The plot itself is solid enough, although not as deep as writer Steven Moffat is capable of (and borrows rather heavily from the 2006 episode The Idiots Lantern). It revolves around a sinister organisation, lead by the deliciously evil Miss Kizlet, using Wi-Fi to harvest human minds and feed them to her 'client'. "But who is this 'client'?", I hear you ask. Anyone who's been following Doctor Who with even a medium of interest could probably guess it, but it's still enough to splash a smile across the seasoned Whovian's face. What's more, the reveal of the Spoonhead's (stop laughing) is genuinely quite creepy, although I do have one gripe: the actual robot wasn't shown enough. The great piece of practical design that was there barely get any screentime, and instead we were stuck with people and their spinning heads, which I found a little difficult to take seriously. 

This is only a slight niggle, however. Despite the fast pace, fun visuals and verging-on-whacky-in-places soundtrack, the story is genuinely creepy in places. As mentioned before, the opening sequence establishes a real sense of threat, and a recurring theme of people trapped in the Wi-Fi exclaiming that "I don't know where I am!" is almost overbearingly unsettling. The conclusion to the plot is also very clever, throwing an excellent curveball, but also showing off The Doctor's darker side, and the lengths to which he is willing to go to save the world.

The Bells of Saint John truly does feel like a fresh start for Doctor Who. Although the blockbuster-a-week format has been carried over from 2012, this certainly feels like one of the biggest.
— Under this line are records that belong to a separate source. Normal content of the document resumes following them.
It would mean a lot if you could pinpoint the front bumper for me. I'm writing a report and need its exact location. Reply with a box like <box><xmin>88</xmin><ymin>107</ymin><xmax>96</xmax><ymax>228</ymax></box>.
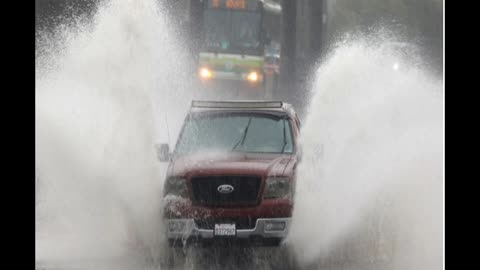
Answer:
<box><xmin>165</xmin><ymin>218</ymin><xmax>291</xmax><ymax>247</ymax></box>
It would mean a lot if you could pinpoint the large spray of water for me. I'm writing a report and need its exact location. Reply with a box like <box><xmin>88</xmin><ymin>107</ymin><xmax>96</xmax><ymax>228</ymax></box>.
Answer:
<box><xmin>288</xmin><ymin>34</ymin><xmax>443</xmax><ymax>269</ymax></box>
<box><xmin>36</xmin><ymin>0</ymin><xmax>190</xmax><ymax>266</ymax></box>
<box><xmin>36</xmin><ymin>0</ymin><xmax>443</xmax><ymax>269</ymax></box>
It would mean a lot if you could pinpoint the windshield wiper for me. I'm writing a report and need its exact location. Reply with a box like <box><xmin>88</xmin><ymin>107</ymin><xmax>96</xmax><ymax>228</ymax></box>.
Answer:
<box><xmin>282</xmin><ymin>119</ymin><xmax>287</xmax><ymax>154</ymax></box>
<box><xmin>232</xmin><ymin>117</ymin><xmax>252</xmax><ymax>151</ymax></box>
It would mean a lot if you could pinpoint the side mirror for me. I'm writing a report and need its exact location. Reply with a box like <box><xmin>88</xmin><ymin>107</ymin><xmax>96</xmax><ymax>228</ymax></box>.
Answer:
<box><xmin>261</xmin><ymin>29</ymin><xmax>272</xmax><ymax>46</ymax></box>
<box><xmin>297</xmin><ymin>144</ymin><xmax>303</xmax><ymax>162</ymax></box>
<box><xmin>155</xmin><ymin>143</ymin><xmax>170</xmax><ymax>162</ymax></box>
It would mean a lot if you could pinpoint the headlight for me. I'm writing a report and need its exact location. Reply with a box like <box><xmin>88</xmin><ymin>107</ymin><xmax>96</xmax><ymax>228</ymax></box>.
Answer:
<box><xmin>199</xmin><ymin>67</ymin><xmax>212</xmax><ymax>80</ymax></box>
<box><xmin>163</xmin><ymin>177</ymin><xmax>188</xmax><ymax>198</ymax></box>
<box><xmin>247</xmin><ymin>71</ymin><xmax>259</xmax><ymax>82</ymax></box>
<box><xmin>263</xmin><ymin>177</ymin><xmax>290</xmax><ymax>199</ymax></box>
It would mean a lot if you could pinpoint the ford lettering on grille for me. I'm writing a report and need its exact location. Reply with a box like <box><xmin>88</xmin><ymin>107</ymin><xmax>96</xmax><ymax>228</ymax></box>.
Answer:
<box><xmin>217</xmin><ymin>185</ymin><xmax>234</xmax><ymax>194</ymax></box>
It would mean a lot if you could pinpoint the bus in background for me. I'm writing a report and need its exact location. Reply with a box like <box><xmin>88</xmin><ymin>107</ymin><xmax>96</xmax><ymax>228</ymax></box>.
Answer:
<box><xmin>198</xmin><ymin>0</ymin><xmax>282</xmax><ymax>99</ymax></box>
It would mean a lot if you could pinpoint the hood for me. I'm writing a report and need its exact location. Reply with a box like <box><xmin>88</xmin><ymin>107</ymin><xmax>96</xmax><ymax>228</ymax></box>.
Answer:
<box><xmin>168</xmin><ymin>152</ymin><xmax>296</xmax><ymax>177</ymax></box>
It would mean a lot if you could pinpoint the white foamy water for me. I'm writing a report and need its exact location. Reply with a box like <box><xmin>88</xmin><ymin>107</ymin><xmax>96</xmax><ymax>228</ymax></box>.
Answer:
<box><xmin>36</xmin><ymin>0</ymin><xmax>190</xmax><ymax>266</ymax></box>
<box><xmin>288</xmin><ymin>35</ymin><xmax>443</xmax><ymax>269</ymax></box>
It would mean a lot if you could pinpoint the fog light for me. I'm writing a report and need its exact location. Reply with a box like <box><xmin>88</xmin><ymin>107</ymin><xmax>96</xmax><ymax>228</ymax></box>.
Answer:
<box><xmin>168</xmin><ymin>220</ymin><xmax>186</xmax><ymax>233</ymax></box>
<box><xmin>265</xmin><ymin>221</ymin><xmax>285</xmax><ymax>232</ymax></box>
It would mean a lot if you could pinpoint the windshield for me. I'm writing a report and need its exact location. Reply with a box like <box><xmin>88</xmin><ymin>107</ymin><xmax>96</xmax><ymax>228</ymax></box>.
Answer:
<box><xmin>175</xmin><ymin>113</ymin><xmax>293</xmax><ymax>154</ymax></box>
<box><xmin>204</xmin><ymin>9</ymin><xmax>261</xmax><ymax>53</ymax></box>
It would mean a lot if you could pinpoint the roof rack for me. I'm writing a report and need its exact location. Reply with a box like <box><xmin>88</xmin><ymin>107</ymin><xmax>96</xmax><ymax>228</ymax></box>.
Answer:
<box><xmin>192</xmin><ymin>100</ymin><xmax>283</xmax><ymax>108</ymax></box>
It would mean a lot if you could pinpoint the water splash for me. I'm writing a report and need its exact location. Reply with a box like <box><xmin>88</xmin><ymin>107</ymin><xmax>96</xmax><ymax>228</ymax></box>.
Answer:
<box><xmin>288</xmin><ymin>34</ymin><xmax>443</xmax><ymax>269</ymax></box>
<box><xmin>35</xmin><ymin>0</ymin><xmax>190</xmax><ymax>266</ymax></box>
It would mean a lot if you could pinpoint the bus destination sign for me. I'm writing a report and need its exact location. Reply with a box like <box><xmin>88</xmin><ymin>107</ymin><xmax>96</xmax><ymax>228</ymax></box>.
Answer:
<box><xmin>208</xmin><ymin>0</ymin><xmax>258</xmax><ymax>11</ymax></box>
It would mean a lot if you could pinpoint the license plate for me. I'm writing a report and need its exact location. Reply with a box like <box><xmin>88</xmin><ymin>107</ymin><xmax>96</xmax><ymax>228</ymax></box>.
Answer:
<box><xmin>215</xmin><ymin>223</ymin><xmax>237</xmax><ymax>236</ymax></box>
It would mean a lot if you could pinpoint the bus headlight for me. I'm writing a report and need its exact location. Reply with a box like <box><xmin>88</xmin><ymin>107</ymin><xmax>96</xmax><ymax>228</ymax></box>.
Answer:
<box><xmin>199</xmin><ymin>67</ymin><xmax>212</xmax><ymax>80</ymax></box>
<box><xmin>263</xmin><ymin>177</ymin><xmax>290</xmax><ymax>199</ymax></box>
<box><xmin>247</xmin><ymin>71</ymin><xmax>260</xmax><ymax>82</ymax></box>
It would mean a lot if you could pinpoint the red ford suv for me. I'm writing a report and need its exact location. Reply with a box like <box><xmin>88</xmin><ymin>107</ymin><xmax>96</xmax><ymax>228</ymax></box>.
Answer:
<box><xmin>157</xmin><ymin>101</ymin><xmax>299</xmax><ymax>246</ymax></box>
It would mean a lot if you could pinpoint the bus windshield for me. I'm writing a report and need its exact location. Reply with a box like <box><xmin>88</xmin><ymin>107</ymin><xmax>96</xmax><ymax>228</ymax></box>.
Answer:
<box><xmin>204</xmin><ymin>9</ymin><xmax>262</xmax><ymax>53</ymax></box>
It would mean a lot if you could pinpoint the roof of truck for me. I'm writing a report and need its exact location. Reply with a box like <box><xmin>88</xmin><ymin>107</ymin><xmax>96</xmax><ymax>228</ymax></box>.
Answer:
<box><xmin>190</xmin><ymin>100</ymin><xmax>296</xmax><ymax>117</ymax></box>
The new costume, new companion and new (ish) theme-tune all help to add to the feeling that this episode is ushering in a new era for the show, inevitable paving the way for the 50th Anniversary this November.

So, in conclusion, The Bells of Saint John is a fast, fun, and truly welcome edition to Doctor Who. It marks a fresh and interesting introduction for Jenna-Louise Coleman, and makes Whovians all over excited for the approaching anniversary. So welcome back, Doctor Who, we're looking forward to your stay.